Metadata Madness

August 3, 2008

ISO19139 – hello? hello?

Filed under: inspire, iso19139 — metadatamadness @ 4:24 pm

Hello? What were the designers of ISO19139 thinking? Were any of them, in fact, thinking?

Consider this, my fellow sufferers:

gmd:identificationInfo/gmd:MD_DataIdentification/gmd:pointOfContact/gmd:CI_ResponsibleParty/gmd:contactInfo/gmd:CI_Contact/gmd:address/gmd:CI_Address/gmd:electronicMailAddress/gco:CharacterString

This is the hoop-jumping necessary to extricate the email address of a contact person for a data set, from a piece of ISO19139 XML. That’s 10, count ’em, 10 XML element levels deep.

This is metadata madness!

  • Why are so many elements repeated, with a short name then a long one?
  • Why is every text string wrapped in a gco:CharacterString element – just in case an XML parser doesn’t realise that it’s looking at text?

I suspect there’s a tyranny of the toolset at work, an expectation that everyone’s working with W3C XML Schema and not with a more relaxed schema language or, imagine, none at all.

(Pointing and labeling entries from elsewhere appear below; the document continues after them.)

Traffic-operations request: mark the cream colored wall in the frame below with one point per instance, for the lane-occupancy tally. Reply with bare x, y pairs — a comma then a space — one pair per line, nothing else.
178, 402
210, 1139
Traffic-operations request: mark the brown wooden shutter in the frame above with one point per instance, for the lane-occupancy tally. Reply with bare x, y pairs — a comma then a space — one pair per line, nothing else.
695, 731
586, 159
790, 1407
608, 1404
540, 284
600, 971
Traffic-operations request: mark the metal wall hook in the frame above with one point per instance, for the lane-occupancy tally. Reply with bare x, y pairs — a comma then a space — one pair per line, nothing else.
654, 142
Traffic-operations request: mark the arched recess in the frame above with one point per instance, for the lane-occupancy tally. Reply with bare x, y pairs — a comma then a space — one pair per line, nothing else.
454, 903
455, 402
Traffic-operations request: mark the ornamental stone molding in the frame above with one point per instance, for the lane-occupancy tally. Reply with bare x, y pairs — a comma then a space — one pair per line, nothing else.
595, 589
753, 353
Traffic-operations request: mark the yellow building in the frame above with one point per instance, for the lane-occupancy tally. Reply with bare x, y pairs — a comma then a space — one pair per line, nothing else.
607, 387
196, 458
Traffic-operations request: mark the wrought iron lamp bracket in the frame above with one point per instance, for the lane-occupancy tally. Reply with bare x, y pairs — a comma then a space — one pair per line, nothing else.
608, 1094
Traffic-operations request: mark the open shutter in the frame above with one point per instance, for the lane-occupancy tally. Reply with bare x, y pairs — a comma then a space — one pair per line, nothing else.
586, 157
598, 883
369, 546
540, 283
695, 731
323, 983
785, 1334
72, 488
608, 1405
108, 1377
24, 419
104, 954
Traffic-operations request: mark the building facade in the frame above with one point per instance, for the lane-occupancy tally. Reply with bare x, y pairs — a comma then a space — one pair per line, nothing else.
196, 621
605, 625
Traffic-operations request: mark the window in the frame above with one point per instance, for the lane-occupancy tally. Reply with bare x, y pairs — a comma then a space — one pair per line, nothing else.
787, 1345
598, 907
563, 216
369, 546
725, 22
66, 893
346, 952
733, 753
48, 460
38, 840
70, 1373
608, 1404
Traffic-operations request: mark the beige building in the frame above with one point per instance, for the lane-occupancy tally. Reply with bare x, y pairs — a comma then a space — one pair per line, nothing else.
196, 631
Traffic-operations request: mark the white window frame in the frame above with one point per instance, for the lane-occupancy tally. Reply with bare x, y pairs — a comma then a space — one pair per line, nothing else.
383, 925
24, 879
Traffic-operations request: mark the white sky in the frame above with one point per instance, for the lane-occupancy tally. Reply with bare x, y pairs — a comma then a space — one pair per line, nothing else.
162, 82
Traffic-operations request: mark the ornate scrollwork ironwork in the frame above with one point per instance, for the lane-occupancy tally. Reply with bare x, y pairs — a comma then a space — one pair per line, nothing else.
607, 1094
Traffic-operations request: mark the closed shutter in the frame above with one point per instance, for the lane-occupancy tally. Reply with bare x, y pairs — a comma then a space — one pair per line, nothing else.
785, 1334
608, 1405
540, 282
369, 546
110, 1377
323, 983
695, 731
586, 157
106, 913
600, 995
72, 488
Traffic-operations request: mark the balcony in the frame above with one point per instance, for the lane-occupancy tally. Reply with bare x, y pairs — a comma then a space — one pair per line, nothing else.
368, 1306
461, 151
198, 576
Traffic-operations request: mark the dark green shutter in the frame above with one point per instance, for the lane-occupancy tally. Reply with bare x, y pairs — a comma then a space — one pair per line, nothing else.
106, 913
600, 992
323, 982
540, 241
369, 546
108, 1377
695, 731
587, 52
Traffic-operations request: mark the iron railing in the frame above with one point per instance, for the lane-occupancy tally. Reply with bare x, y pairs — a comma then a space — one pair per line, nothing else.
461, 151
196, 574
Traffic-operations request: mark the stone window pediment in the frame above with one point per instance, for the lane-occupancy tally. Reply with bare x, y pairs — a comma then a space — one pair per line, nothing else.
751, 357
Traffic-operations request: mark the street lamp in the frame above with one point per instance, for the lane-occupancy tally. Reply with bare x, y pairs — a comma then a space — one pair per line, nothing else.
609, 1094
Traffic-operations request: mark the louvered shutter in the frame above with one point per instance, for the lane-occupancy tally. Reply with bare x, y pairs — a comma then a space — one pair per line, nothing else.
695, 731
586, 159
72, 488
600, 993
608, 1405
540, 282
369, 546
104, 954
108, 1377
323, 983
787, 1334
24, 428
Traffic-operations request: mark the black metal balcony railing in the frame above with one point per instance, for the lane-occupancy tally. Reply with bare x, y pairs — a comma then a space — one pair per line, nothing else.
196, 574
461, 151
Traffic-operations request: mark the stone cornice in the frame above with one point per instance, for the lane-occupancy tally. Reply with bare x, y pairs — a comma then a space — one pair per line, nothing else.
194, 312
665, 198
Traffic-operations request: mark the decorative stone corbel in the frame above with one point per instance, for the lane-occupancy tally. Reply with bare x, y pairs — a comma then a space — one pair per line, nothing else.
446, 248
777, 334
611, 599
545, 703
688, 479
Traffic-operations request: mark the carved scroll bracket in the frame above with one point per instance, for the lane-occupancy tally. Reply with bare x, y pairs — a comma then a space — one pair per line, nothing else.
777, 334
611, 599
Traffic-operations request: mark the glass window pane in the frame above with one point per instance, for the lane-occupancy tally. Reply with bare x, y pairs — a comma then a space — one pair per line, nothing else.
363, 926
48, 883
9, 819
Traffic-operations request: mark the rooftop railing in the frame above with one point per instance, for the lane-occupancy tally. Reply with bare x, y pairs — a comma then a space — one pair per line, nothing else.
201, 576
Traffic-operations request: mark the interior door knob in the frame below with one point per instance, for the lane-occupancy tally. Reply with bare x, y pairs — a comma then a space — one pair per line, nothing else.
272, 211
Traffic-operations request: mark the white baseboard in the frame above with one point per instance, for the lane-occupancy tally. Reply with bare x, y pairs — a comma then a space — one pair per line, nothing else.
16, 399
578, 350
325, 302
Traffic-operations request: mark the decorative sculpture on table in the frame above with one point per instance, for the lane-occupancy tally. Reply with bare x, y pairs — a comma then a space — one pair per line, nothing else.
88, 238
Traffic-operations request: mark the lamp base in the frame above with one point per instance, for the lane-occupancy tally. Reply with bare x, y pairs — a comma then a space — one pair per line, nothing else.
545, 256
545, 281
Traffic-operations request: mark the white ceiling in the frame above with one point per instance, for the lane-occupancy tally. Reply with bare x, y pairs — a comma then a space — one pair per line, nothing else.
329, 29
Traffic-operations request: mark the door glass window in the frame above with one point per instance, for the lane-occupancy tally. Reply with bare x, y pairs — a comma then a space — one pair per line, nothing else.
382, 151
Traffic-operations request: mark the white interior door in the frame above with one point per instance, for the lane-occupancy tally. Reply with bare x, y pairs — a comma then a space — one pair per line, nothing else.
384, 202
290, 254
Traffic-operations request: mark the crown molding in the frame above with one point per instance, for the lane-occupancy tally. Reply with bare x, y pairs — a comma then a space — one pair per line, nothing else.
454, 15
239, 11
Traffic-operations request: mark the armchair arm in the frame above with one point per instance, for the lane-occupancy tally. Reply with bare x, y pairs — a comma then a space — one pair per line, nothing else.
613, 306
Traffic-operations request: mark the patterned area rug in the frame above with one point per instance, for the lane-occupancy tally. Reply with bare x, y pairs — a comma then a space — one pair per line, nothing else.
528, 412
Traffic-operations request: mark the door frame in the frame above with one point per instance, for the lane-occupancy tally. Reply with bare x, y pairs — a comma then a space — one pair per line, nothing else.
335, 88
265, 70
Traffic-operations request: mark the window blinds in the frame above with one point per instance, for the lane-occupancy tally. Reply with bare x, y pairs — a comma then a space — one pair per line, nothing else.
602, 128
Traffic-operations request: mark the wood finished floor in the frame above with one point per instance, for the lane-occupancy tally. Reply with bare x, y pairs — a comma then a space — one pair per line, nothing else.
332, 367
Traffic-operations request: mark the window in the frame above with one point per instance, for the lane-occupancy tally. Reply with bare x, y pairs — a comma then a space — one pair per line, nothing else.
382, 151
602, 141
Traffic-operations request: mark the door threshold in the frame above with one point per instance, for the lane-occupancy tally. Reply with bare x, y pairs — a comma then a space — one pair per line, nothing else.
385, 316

19139 is simply grotesque. It makes a joke of the word “standard”. The INSPIRE expert group on Metadata skirted round the issue, but it’s not being recommended for use in European projects – the dog’s not barking, though ISO may be.

I wouldn’t care, except that it is starting to affect me now. Organisations buy a proprietary toolkit, read some dodgy abstract reference documents which say that 19115 is The Standard Way To Do Geo-Metadata and 19139 is The Standard Way To Put It In XML. Then some poor muggins has to write code to actually re-use the information.

I am replacing an old, minimal elementtree based 19139 parser with an XSLT stylesheet which transforms the data into RDF/XML. The verbosity of XSLT and of 19139 complement each other beautifully, leading to a baroque intertwining which would make great net.art wallpaper but is hopeless for information management purposes.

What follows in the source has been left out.